Livestock and dairy farmers across northern Europe are paying soaring prices for straw used in food and bedding for cattle, as hot, dry weather across the region reduces crops.
The higher bills put further pressure on farmers already facing one of their toughest summers ever; many have had to purchase more hay for fodder because the grass on which their herds normally graze has not grown.
Some predict thousands of euros in extra costs even for a relatively small herd, leading to an overall loss for the year.
“If you look at the price of fodder and straw I would be fairly confident that this year we will lose money (on cattle),” said David Barton, who farms in the normally lush Cotswolds in central England.
The wheat straw that would usually cost €39 a tonne is nearly €111, and Barton will have to pay around €89 a day to feed his 173 cattle as there is no grass left.
Barton estimates extra spending of around €7,800 over three months. The largest cost, however, will be the loss of meat production as his cattle will not put on as much weight.
“They have sufficient food but for them to really grow (as much as in a normal year) they need grass and currently we don’t have any. The loss of production will be significant,” he said.
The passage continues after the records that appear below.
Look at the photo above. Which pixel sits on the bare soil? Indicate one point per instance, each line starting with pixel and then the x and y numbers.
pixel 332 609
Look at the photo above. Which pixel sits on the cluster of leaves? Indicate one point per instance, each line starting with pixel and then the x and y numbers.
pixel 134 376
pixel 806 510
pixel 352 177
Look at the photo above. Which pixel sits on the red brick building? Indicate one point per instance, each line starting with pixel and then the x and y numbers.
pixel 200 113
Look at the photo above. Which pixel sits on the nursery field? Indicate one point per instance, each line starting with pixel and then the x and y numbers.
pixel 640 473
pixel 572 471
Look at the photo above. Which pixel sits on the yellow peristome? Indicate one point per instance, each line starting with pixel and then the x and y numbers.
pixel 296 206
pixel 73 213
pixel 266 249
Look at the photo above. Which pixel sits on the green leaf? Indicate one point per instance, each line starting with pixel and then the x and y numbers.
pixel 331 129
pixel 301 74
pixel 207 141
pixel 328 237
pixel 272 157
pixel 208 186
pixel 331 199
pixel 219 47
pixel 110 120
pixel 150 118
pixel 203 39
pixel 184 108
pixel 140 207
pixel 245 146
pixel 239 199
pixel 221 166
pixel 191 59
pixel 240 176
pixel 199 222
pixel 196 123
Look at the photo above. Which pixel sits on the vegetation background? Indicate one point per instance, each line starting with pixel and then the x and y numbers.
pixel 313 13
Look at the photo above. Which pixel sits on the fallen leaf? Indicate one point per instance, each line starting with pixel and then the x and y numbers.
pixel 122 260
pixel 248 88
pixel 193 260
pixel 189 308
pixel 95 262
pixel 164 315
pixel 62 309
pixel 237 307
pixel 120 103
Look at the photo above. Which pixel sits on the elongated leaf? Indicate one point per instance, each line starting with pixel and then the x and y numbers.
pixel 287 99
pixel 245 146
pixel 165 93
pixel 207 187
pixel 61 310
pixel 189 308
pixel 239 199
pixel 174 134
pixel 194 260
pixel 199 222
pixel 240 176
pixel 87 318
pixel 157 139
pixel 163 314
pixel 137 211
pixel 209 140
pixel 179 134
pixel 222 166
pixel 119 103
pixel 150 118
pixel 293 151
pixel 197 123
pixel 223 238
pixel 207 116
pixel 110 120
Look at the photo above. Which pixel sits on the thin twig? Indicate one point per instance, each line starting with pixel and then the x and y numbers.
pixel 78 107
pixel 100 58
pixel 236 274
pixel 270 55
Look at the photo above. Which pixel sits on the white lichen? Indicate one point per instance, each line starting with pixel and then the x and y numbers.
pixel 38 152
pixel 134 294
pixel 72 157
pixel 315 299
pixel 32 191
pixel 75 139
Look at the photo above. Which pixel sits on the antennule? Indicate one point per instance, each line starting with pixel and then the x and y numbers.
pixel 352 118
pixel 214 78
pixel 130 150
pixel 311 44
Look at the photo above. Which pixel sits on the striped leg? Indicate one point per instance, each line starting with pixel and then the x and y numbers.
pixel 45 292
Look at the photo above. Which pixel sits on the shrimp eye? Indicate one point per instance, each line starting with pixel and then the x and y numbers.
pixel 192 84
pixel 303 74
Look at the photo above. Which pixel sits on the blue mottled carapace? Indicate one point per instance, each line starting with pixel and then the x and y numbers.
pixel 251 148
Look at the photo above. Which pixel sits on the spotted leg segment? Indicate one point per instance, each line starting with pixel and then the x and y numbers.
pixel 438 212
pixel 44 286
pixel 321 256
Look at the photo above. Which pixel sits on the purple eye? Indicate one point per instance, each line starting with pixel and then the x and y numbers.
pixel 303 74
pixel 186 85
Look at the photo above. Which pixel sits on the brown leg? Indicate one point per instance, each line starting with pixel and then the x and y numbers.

The straw shortages are part of a broader problem of reduced grain crops across Europe and other key producing regions, amid high temperatures and low rainfall.
In Germany, straw crops have wilted under a combination of drought and the highest July temperatures since 1881, with shorter stalks reducing straw crops yields by 20 to 40 percent in the northern state of Schleswig-Holstein.
“We are lacking an enormous amount of straw, both for feed and bedding,” said Peter Levsen Johannsen, CEO of the chamber of agriculture in Schleswig-Holstein.
“There are regions in which straw is already more expensive than grain,” he added, noting straw prices in north Germany have doubled compared with last year.
Grain for human consumption can typically cost four to five times more than straw, though the relationship varies.
Analysts said that rising input costs could lead to higher store prices. However, retailers are more willing to raise prices for some products than others.
John Lancaster, head of EU dairy consulting at INTL FCStone, said retailers, for example, like to keep liquid milk prices stable but may raise them for butter or cheese.
In Denmark, dry weather and heat mean the straw harvest is likely to be about half normal years, said Troels Toft, crops director at Danish farming association DAFC.
“Prices have about doubled to around 120 to 150 euros a tonne in some areas,” he said. “But demand is very high and Danish farmers are seeking to gather every bit of straw they can; nothing is being left on the fields this year.”
In Sweden, the heat wave and drought are also expected to cut the grain crop to the smallest in 25 years.
“We have parts of Sweden that have lacked rain for the last 90 days,” said Kristina Gustafsson, director of the feed unit at giant Swedish farm cooperative Lantmannen. “We have farmers that have a total lack of roughage (feed fiber).”
The European Drought Observatory warned last month that a relatively “short but intense” dry spell has affected central and northern Europe since May 2018. In addition to fire hazards and water disruption, it expressed concerns for agricultural production, primarily cereals and hay.
The European Commission decided last week to grant EU farmers more flexibility in implementing the green requirements in order to face alarming droughts across Europe.
The EU vegetable sector has also been severely affected, according to the European Association of Fruit and Vegetable Processors (PROFEL).
“With the hot and dry weather continuing throughout July across most parts of the continent, vegetables have continued to suffer and crop yields have fallen sharply. Today the situation for vegetable growers and processors is the most serious that has been experienced in the last forty years,” the association said in a statement.